When products, services, and processes use artificial intelligence, it is necessary to make sure that the AI does exactly what it is intended to do, and nothing else. This is what AI governance is for. AI governance has a role to play throughout the lifecycle of an AI, from requirements, design, through development, testing, release, monitoring, iterative improvement, until decommissioning. It shapes how all these activities are done, in order to have AI work as intended.
If the AI is designed to learn, then the range of all possible outputs it may give is not going to be completely predictable. Simply put, over time, the AI will not give the same answer to the same question, for at least some questions it is asked.
If an AI is not predictable by design, then the purpose of governing it is to ensure that it gives the right answers (actions) most of the time, and that when it fails, the consequences are negligible, or that it can only fail on inconsequential questions, goals, or tasks.
This principal challenge for AI governance is not very different from what governance needs to do in other contexts – governance of companies, commercial relationships, business processes, etc. Something unpredictable behavior, which creates risks, and governing it is about how to design it and its context over time, to steer behavior in the desired direction.
The difference with AI governance is that the subject being governed is new and at the moment at least, requires knowledge that is not yet broadly available and brought to the level that is accessible to many.
The above will resonate with anyone who tried to build and use AI for commercial purposes.
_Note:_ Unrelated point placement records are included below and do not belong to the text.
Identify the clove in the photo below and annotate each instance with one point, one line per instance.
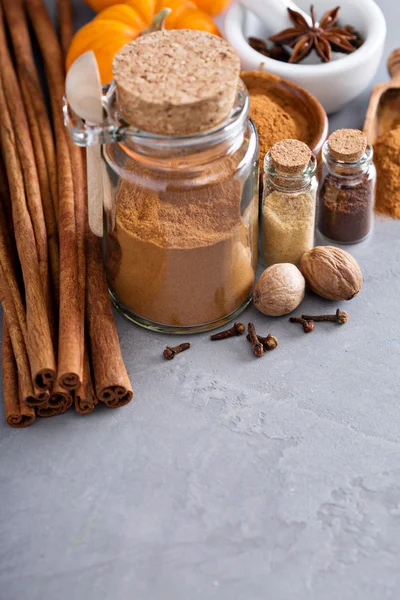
(308, 324)
(170, 353)
(269, 343)
(256, 346)
(237, 329)
(340, 316)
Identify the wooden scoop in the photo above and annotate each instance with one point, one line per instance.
(384, 106)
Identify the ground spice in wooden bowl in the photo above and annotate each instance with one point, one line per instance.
(282, 110)
(387, 161)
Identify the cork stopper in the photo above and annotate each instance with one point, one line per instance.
(176, 82)
(290, 156)
(347, 145)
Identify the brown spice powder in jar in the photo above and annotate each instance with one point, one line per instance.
(346, 211)
(347, 195)
(180, 258)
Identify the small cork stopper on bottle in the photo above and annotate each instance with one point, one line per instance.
(176, 82)
(347, 145)
(290, 156)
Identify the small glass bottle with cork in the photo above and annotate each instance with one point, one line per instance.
(289, 202)
(347, 193)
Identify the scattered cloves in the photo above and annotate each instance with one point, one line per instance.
(256, 346)
(237, 329)
(308, 324)
(269, 343)
(340, 316)
(170, 353)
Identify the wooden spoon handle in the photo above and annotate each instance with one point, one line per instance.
(394, 65)
(95, 189)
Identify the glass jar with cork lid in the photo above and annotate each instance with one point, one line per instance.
(182, 157)
(289, 202)
(347, 193)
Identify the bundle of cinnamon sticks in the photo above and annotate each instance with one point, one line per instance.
(60, 344)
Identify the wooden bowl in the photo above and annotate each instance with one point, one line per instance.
(293, 99)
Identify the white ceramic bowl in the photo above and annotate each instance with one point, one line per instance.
(334, 84)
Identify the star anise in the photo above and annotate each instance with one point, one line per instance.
(323, 37)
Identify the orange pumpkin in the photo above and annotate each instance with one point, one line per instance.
(211, 7)
(118, 24)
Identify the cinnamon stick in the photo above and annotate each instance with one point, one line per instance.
(18, 413)
(40, 129)
(84, 398)
(8, 263)
(70, 348)
(23, 143)
(111, 380)
(39, 343)
(45, 410)
(18, 344)
(65, 24)
(30, 84)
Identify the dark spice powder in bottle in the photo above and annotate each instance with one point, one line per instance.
(347, 193)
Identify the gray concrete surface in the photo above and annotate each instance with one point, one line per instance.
(228, 477)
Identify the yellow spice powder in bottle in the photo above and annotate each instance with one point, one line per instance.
(289, 203)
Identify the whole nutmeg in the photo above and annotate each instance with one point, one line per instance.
(331, 273)
(279, 290)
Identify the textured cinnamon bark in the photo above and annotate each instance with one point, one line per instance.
(65, 24)
(84, 398)
(18, 344)
(18, 413)
(70, 348)
(39, 344)
(59, 397)
(24, 147)
(112, 385)
(40, 131)
(45, 410)
(31, 86)
(8, 261)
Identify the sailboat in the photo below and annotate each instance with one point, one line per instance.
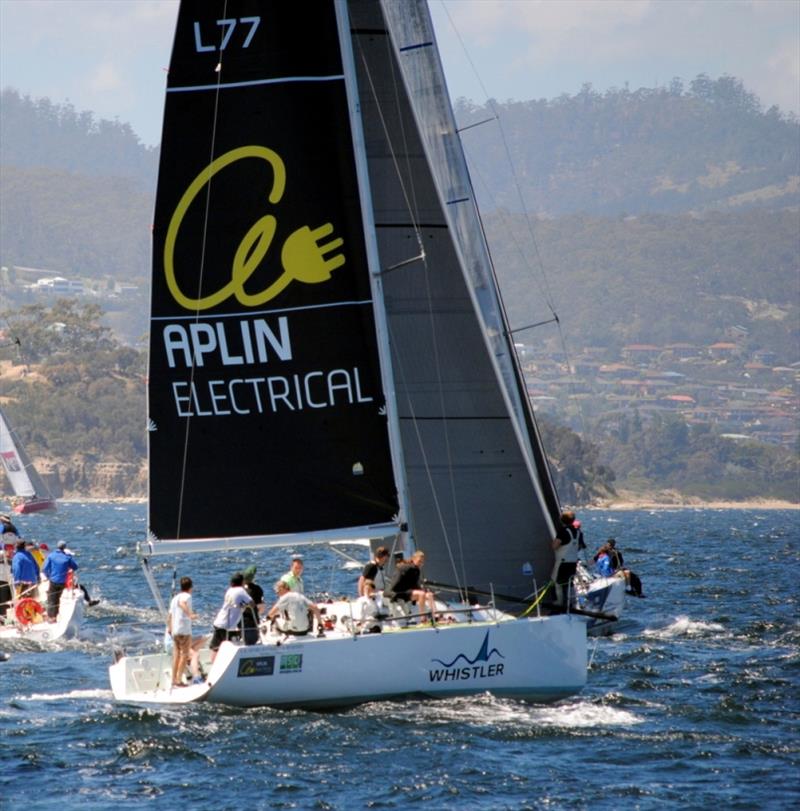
(30, 492)
(330, 361)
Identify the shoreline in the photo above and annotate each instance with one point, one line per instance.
(627, 503)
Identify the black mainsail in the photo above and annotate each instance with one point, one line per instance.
(265, 396)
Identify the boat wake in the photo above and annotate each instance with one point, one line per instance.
(683, 626)
(507, 714)
(79, 694)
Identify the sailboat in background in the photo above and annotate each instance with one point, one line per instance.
(30, 492)
(330, 360)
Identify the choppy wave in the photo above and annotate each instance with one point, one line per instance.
(692, 704)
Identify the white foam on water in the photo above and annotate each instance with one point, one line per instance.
(505, 713)
(84, 694)
(684, 626)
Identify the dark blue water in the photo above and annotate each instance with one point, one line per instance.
(693, 704)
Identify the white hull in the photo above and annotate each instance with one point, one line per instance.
(603, 595)
(70, 619)
(537, 659)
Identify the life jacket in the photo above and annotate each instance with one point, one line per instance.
(569, 551)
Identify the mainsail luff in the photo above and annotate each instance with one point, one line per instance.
(477, 504)
(265, 397)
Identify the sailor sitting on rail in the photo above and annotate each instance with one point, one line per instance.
(368, 609)
(293, 611)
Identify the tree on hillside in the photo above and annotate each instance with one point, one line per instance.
(68, 327)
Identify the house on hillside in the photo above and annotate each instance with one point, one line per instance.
(640, 353)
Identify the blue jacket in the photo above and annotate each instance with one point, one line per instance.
(24, 568)
(57, 566)
(603, 566)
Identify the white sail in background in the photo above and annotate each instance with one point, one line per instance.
(14, 464)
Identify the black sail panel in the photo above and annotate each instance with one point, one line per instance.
(265, 400)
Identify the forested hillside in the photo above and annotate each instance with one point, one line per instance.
(676, 149)
(36, 133)
(657, 216)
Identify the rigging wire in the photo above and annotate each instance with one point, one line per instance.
(412, 206)
(204, 241)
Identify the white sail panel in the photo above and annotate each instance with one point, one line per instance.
(14, 463)
(472, 477)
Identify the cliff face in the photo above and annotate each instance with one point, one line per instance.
(85, 478)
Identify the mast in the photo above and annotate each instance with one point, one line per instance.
(266, 400)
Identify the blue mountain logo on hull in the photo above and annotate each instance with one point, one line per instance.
(462, 667)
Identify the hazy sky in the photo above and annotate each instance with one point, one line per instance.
(109, 56)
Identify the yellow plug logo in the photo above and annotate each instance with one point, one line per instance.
(308, 255)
I did this as early as 2011, and it was clear that no product or service that uses AI can go to market without an AI governance framework, clear roles and responsibilities, processes, risk management strategies, as well as tools deeply integrated with the AI to monitor and control its operation. It was also clear that absence of an understanding of the need for governance was a signal of a team that should be helped with mentoring and resource planning to put an AI governance capability in place. It was a criterion when comparing investment opportunities in companies integrating AI into their processes, products, and services.
Understanding AI governance was already back then absolutely necessary for every executive in a company that used or planned to use AI.